Beware the Slippery Slope

She grabbed her raincoat and took a chainsaw out of the back of the truck. This wasn’t the first time this happened and it probably wouldn’t be the last either. That didn’t mean she was looking forward to what she was about to do. She knew today probably wasn’t the day to be driving down that hill, but there was still the work from the day before to finish, and that meant driving down the steep incline. There hadn’t been anything she could do. She’d gotten the brakes checked the week before, but no matter how much she’d stomped on that pedal those tires wouldn’t stop. It had rained the day before causing the ground to be soft even in abnormal places. The whole truck had gone sliding, close to six feet before slamming into an old cedar tree.

Tiny blue eyes peered out the back glass across the truck bed. She’d started out the morning with a bowl of Cheerios and a glass of orange juice, feet swinging back and forth underneath the kitchen table. It had gotten cold over night…cold enough to wake up to the propane heaters being on, and she didn’t have her house shoes. This wasn’t at all how she’d expected the day to go. Twisting around she couldn’t see where the old woman had gone. Standing up on the white vinyl bench seat, even on her tiptoes, she still couldn’t see the gravel road, they’d slid too far down.
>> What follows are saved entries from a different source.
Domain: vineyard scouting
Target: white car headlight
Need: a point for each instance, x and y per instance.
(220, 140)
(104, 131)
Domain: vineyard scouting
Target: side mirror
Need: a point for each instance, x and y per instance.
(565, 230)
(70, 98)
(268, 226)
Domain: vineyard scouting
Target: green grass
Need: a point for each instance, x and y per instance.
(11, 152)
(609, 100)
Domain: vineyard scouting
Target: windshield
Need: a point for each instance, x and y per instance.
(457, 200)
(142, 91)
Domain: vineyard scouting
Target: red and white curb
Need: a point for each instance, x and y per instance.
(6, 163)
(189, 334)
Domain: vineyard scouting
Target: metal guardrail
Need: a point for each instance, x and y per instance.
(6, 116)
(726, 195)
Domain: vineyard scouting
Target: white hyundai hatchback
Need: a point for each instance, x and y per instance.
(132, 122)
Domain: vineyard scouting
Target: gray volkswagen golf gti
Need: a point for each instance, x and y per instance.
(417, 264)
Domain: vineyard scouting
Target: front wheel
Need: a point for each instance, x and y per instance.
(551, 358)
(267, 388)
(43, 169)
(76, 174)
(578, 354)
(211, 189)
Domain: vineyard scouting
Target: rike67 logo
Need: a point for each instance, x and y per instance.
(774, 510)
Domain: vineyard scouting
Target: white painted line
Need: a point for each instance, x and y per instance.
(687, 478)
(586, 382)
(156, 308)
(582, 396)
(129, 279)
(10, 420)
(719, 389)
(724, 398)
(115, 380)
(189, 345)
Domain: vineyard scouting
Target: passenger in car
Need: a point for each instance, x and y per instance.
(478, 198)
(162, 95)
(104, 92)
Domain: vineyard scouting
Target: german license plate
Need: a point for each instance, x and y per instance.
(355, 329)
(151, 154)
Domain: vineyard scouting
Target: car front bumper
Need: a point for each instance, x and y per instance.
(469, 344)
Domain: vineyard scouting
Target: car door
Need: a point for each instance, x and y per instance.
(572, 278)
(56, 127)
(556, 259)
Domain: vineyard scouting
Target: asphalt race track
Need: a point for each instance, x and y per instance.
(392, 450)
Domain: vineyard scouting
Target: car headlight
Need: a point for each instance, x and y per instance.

Sitting back down she clutched the shaggy black fur of the dog next to her and silently waited.

Mist blew out of the woman’s mouth from the cold November air. She slipped the leather gloves over her gnarled fingers, her third pair in as many months. It wasn’t that she was afraid of getting her hands dirty and she certainly wasn’t worried about her nails. She hadn’t had a manicure in over a decade. What was the point when they’d get chipped even through gloves and there were some smells that would just never come out. One, two, three cranks and the chainsaw fired up. This never got easier but in truth she didn’t mind, the hard work was exhilarating.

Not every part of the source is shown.